When frontline operators are responding to an ongoing crisis, it becomes difficult to secure their assistance as subject matter experts for participatory design. Therefore, any domain expertise HF/E professionals have will be invaluable. In our case, we created one opportunity and had one break: AM recognized that HF/E could solve his problems, and he made time to seek support. Then the lull in COVID-19 cases in his hospital allowed his participation in the design and evaluation of the checklist.
Project Limitations
As noted above, the information we could access for checklist design was not consistently helpful, which made assessment critical. However, assessment was compromised by organizational constraints that forced us to rely on an informal assessment method. It is not clear how this could be resolved in preparation for intervening in future crises. Although Human Factors (the journal) has called for short reviews of the HF/E knowledge base to help with various issues arising from the COVID-19 crisis, and could do so for other types of emergent crises, research results and principles always have to be tuned to the specifics of a situation. Notably, the window to develop an intervention would, in some crises, shrink well below the meager 3 days initially available for our project.
The only potentially robust answer to this problem is to be prepared. Safety critical organizations typically seek to do that by development of crisis management structures, although HF/E rarely has the opportunity to influence the design of those structures.
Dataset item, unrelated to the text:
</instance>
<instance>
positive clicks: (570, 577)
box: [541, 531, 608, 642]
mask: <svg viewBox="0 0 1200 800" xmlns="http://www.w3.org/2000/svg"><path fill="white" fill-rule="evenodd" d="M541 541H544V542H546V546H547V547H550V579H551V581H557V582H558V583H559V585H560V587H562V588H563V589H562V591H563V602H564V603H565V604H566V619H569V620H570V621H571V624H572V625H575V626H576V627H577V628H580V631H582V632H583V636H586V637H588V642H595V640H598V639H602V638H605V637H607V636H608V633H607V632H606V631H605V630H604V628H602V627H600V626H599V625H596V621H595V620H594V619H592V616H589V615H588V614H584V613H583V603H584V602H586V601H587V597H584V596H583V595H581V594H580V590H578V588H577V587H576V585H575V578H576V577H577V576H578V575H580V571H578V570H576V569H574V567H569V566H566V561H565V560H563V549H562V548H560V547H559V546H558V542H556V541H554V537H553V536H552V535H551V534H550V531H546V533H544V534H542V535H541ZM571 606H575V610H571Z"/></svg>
A pervasive characteristic of major incidents is neglect of obvious issues (Lintern & Kugler, 2017), many of which are human factors related. Organizational structures established to protect against runaway crises work well much of the time, but with a crisis as destructive as COVID-19, much of the time is not good enough. Furthermore, organizational issues are a constant theme in reporting on large-scale accidents. Problematically, our professional discipline has struggled to gain traction at an organizational scale. Whether we can ever establish a more expansive, organizational approach to safety design and risk management as envisioned by Rasmussen (1997) is debatable, but that is what we need to work toward if HF/E is to be relevant in any response to an emerging crisis.
Conclusion
This experience is just one of many arising as part of this pandemic (e.g., development of tools for contact tracing, redesign of personal protection, design of consistent and influential messaging) where insights from HF/E professionals would benefit frontline interventions. This particular instance highlights the value of establishing cross-disciplinary professional relationships in a time of calm, maximizing online communication tools in a time of need, and adapting rigid practices to enable agile development of time-critical solutions. These are significant issues that could be addressed by the HFES as well as within individual professional development of the members of our HF/E community.